So I have a question about field extensions. This theorem is proving that if we have a polynomial field F[x] with an irreducible polynomial p(x) in it, then there is always another field that contains an isomorphic copy of F in which p(x) has a root. They essentially show that the quotient K=F[x]/(p(x)) works as the extension of F in which p(x) has a root. But I'm confused-- isn't a quotient field typically smaller than the field it came from? Because the thing it's "divided by" reduces everything by that, right? If it's smaller, how can it be a field extension? I know I'm missing something stupid, but I'd love it if someone could help me.
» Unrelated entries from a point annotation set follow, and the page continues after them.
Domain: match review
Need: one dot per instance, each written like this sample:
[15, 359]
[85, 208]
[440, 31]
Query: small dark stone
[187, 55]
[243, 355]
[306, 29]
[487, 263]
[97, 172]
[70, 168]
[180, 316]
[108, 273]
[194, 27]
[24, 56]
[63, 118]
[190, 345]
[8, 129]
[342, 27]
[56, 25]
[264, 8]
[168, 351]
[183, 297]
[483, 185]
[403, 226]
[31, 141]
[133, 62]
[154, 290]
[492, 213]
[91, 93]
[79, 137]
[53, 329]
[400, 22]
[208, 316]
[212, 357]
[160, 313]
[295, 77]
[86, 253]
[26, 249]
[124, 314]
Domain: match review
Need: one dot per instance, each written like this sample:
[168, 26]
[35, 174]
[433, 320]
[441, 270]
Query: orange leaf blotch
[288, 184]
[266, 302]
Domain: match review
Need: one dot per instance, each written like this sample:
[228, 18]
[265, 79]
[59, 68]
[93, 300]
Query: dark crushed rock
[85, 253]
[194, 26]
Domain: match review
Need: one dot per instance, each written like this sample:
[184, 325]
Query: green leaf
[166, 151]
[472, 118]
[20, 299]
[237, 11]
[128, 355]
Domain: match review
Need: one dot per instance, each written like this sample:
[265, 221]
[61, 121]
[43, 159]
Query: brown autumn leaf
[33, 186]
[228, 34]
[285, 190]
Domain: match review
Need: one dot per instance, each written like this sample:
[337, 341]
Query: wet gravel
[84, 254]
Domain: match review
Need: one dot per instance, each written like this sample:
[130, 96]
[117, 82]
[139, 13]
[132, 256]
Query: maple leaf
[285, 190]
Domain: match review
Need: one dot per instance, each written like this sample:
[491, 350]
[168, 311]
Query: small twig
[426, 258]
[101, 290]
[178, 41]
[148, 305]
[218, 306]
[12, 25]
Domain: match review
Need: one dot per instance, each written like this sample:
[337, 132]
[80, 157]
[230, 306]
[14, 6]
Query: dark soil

Another question: They introduce the concept of the minimal polynomial in F[x] for an element "a" (a member of the extension field of F, K) which is algebraic over F[x], saying that it is a unique monic irreducible polynomial in F[x] which has a as a root. My question is: how do you necessarily find this polynomial? I mean, for sqrt(2) over Q, it's pretty clear that it's x^2-2, but I don't see how you'd know for a more complicated element. For example, one question from the book asks to find the minimal polynomial for (1+i) over Q. I think I found that it is x^4 + 4 (because (i+1) plugged into that is a root, and that polynomial is definitely irreducible in Q), but I don't really know how I got that. I just kind of squared (1+i), then noticed if I squared it again I got -4.
Ahhh, I swear I had more questions that I've forgotten... Anyway, thanks in advance! I really need some things cleared up and my professor isn't very helpful.